Eileen Ogintz, Tribune Content Agency on

The menu discussions went on for weeks, complete with a Google doc. No, we weren’t planning a wedding — just a remote getaway outside of Moab, Utah, getting together for the first time in nearly a year.

When I started to plan this trip with my two daughters, son-in-law and my younger daughter’s long-time boyfriend, I never imagined it would turn into a “vaxication,” with all of us vaccinated — my son-in-law, in fact, just before we got together.

I picked a place we could all drive to (albeit a long trip for my daughter and son-in-law from California, who, once vaccinated, opted to visit friends in Salt Lake City). I wanted a place where we could cook with plenty of distance from other families. And with my outdoors-loving gang, it needed to be a spot with plenty of hiking and biking (mountain biking too).

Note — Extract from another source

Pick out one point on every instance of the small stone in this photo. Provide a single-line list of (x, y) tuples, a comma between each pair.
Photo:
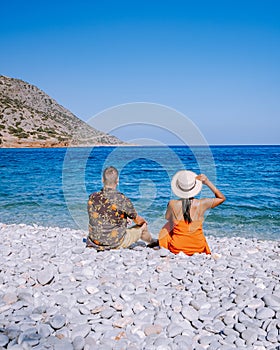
[(57, 321), (249, 335), (78, 343), (174, 329), (10, 298), (152, 329), (4, 340), (178, 273), (92, 289), (189, 313), (265, 313), (81, 331), (45, 276), (123, 322), (272, 301)]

Moab, famous for its red rocks, hiking, national parks and mountain biking was perfect. I didn’t realize how lucky we were to happen upon the family-owned Whispering Oaks Ranch, located about 20 miles southeast of Moab. At nearly 8,000 feet elevation with spectacular views of the La Sal Mountains, Utah’s second-tallest range, there is plenty of hiking nearby, even four ponds on the property where you can fish (catch and release) or canoe. There is also a playground!

Many people come to Moab for the national parks — Arches and Canyonlands. Becoming Junior Rangers can be a terrific way for kids to engage and learn about the parks. Booklets can be downloaded from either park's website (Arches or Canyonlands) or picked up at visitor centers.

There are also plenty of local and state areas to explore, including the popular Dead Horse Point State Park that allow on-leash dog hikes while national parks do not.

 

And Whispering Oaks Ranch has miles of trails, as well. (Rates start at $248 a night for cabins that sleep four to $1,484 for Cedar Bend Lodge that can sleep 24 March to October; November-early March rates are about 30 percent off.)

Whispering Oaks welcomed its first guests in 2005. Today there are seven cabins of different sizes, each with plenty of its own space, as well as a pavilion for weddings. Most summer weekends, and well into October, there are weddings here, said owner Kelly Shumway, who showed us around the 6,000 square -foot Cedar Bend six-bedroom house, ideal, for a small wedding, a reunion or Thanksgiving. Even a Bar Mitzvah is scheduled here, Shumway says.

Shumway, whose husband Mike died two years ago, explained that they met in Arizona when both were divorced — she with three young kids and he with five. The kids ranged from four to 17. (They are now 32 to 44 and there are 12 grandchildren, with two more expected very soon, all scattered across the country and abroad. “We made a good team,” she said, noting that Cedar Bend is decorated with generations of family pictures in quirky frames.

Shumway explained her husband had been raised in Moab and loved these mountains. After the couple returned to Moab, they started a mining and excavating business and ultimately purchased the Whispering Oaks land adjacent to property owned by Mike Shumway’s dad. First, they parked a camper and would camp with the kids. Then they built a cabin for themselves, followed by the other houses. Three of them have just one bedroom and are ideal for couples seeking a romantic getaway.